16 people found this review helpful 1 person found this review funny
7.8 hrs on record
Posted: April 9, 2014
I wanted to like this game, I really did. Unfortunately super Motherload simply lacks the charm and emotion of the original flash game. It just doesn't elicit the same response. Before I get to the negatives I have to say I quite like the aesthetic of the game... Mostly. There are still some aspects of its style that I'm not too keen on, but it can pass. Now what really pisses me off is death. It never bloody happens! When I remember playing the original I remember getting so aggravated because I didn't keep track of how much fuel I had left and blew up half way to the surface. This doesn't happen here. You just can't drill, and because of that you don't even have to keep track of your fuel. And that was part of the fun of Motherload, getting a good way into the game and stupidly killing yourself after going thousands of feet down, losing all of the stuff you managed to collect because you stupidly forgot to save. You don't get that here. My other problem is with the upgrades. Simply put, they're absolutely♥♥♥♥♥♥and completely soulless. Part of the fun of Motherload was having to save up to buy the energy shield hull that you've been eyeing up through half of the game of the jag engine, or whatever. But you don't have that in super Motherload, just a bunch of ♥♥♥♥ing upgrade bars. No pictures or dumb names, it's boring and far too serious. Probably the thing I miss the most about the original was the feeling of depth. Every time you needed to refuel or buy upgrades you had to go to the surface and to drop down you had to have dug a path this meant falling thousands of meters and seeing through all the colourful layers, it was awesome, and that sense of depth just can't be felt in super Motherload because of all the bloody bases. Maybe as a standalone title, I could have a more fair review, but as a fan of the original flash game I just can't recomend this.
34 people found this review helpful 1 person found this review funny
5.1 hrs on record
Posted: March 9, 2014
The Developer(s) behind this game have been great. A little after release, I found a minor problem/bug within the game. I asked if it could be fixed. Developer responds immediately and a patch is thrown up within an hour. I was absolutely amazed by that. Developer clearly puts in a lot of effort and I applaud that. In terms of gameplay there are other reviews out there and all I really can add: I enjoyed it, my father who is 30 years older than me enjoyed it, and It was really worth playing for a family game night.
24 people found this review helpful 1 person found this review funny
10.5 hrs on record
Posted: May 19, 2015
I played Motherload, the flash game on XGen's website years ago.
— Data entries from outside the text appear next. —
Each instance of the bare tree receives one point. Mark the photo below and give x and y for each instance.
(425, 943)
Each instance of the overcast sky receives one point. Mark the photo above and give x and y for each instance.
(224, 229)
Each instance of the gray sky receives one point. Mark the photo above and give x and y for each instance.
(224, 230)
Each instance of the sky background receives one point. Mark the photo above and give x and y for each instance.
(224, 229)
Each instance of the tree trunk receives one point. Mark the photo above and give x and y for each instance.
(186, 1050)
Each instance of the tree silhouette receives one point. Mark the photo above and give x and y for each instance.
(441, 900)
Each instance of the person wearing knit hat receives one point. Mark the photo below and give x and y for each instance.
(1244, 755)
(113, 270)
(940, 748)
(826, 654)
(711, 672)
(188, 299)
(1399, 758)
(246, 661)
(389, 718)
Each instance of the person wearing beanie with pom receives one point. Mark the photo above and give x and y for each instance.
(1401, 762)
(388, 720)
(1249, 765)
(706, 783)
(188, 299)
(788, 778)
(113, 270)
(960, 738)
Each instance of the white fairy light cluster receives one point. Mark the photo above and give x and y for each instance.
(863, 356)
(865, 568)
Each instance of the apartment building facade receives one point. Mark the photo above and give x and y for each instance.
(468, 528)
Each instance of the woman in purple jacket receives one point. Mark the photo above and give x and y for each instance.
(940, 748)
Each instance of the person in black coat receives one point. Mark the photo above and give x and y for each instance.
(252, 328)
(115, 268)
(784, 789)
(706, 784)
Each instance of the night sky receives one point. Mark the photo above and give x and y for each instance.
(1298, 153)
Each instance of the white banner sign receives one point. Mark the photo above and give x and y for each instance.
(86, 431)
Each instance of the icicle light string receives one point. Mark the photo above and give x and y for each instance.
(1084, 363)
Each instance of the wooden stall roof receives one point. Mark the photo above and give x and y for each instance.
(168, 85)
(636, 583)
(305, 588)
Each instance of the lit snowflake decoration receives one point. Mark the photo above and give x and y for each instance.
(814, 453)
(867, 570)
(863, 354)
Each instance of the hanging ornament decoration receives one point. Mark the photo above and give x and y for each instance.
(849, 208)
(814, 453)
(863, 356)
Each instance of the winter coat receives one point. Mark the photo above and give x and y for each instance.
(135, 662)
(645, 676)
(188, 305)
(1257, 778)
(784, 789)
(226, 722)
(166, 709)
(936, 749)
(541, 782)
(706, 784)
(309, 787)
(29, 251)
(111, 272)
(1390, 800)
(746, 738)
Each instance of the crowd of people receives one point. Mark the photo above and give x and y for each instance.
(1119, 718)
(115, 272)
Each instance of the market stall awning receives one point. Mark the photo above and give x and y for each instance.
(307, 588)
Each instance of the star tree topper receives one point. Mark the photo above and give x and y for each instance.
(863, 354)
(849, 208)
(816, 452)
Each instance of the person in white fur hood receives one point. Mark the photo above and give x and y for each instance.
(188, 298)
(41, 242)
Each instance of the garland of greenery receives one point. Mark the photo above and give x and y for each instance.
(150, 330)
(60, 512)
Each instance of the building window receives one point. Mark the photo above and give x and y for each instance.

What kept me playing was the fact that I was making progress despite starting from the top again at times. Digging into the earth, harvesting minerals, returning to the surface to sell, repair, refuel, and upgrade is the norm for the game. For others it's tedious and mindless because it is just lather, rinse, and repeat. For me, it kept me entertained when I had nothing to do.
Super Motherload brought that formula and gave it an overhaul. Everything was updated and upgraded. There are even outposts to reduce many needs for a teleporter, which is commonplace for Motherload. The basic mechanics were still there but there are no longer those pockets of gas that instantly destroy your pod. Replacing it is magma and metal blocks which require certain explosives to do so.
To be honest, this game felt a little shorter than Motherload. However, the reason Motherload was longer is likely the lack of those outposts and the gas pockets.
tl:dr This game isn't for people who like tedium, like Minecraft and Terraria. For the others, I'd recommend checking it out.